Chercheurs spécialistes des questions foncières et minières, consultants expérimentés en évaluation ou dans les enquêtes foncières préalables aux investissements miniers, nous nous interrogeons, tant sur la finalité de cette étude, à un moment – la fin des opérations – où elle ne peut plus influencer les pratiques, que sur ses modalités. Les « nouveaux projets » dont parle Mr Zinsou, qui « ne doivent plus être prédateurs », sont-ils ceux en préparation ou bien aussi ceux qui sont évalués ?

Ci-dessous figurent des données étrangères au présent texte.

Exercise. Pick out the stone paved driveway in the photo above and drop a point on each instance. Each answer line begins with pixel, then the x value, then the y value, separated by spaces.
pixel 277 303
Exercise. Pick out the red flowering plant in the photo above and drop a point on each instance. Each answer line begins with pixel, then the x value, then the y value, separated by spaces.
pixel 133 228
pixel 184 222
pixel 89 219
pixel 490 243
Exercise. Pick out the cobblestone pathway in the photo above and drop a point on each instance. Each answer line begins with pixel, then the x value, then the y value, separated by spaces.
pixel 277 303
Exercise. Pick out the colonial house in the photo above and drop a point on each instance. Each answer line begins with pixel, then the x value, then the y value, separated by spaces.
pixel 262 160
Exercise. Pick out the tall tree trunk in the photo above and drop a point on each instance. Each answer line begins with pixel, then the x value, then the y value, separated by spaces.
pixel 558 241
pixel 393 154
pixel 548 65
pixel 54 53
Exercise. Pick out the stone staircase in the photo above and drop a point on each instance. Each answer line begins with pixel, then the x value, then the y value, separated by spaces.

« Violations des droits de l’homme », « actes d’intimidation », « harcèlements judiciaires », « immenses risques et incidences » sur les communautés locales, l’environnement et le climat. Jeudi 15 septembre, réuni en séance plénière, le Parlement européen a voté, par une large majorité, une résolution d’urgence, dénonçant les conséquences de mégaprojets pétroliers en Ouganda et en Tanzanie, et tout particulièrement ceux de la multinationale française TotalEnergies, Tilenga et Eacop »[3]. Après enquêtes de terrain, Human Rights Watch a souligné en juillet 2023 que le mégaprojet pétrolier de TotalEnergies en Ouganda est un « désastre » pour la population, « a dévasté les moyens de subsistance de milliers de personnes » et « contribuera à la crise climatique mondiale »[4]. Le risque que cette mission soit une simple opération de communication de Total Energie est évidemment élevé, à un moment où ces projets sont fortement critiqués pour leur coût écologique (en Ouganda, un oléoduc de 1500 km, chauffé, traversant des aires protégées ; en Tanzanie, des forages dans une aire protégée) et social (la plainte déposée par des ONG reproche « notamment à TotalEnergies d’avoir violé plusieurs droits humains en expropriant 118 000 personnes. Les témoignages recueillis font état d’intimidations pour vendre les terres, de menaces ou encore de délais d’indemnisation pouvant aller jusqu’à plusieurs années »[5]). Le profil de Lionel Zinsou, économiste expérimenté, « personnalité reconnue en matière de développement économique de l’Afrique » comme le dit TotalEnergies, mais sans aucune expérience sur ces sujets, augmente évidemment les doutes.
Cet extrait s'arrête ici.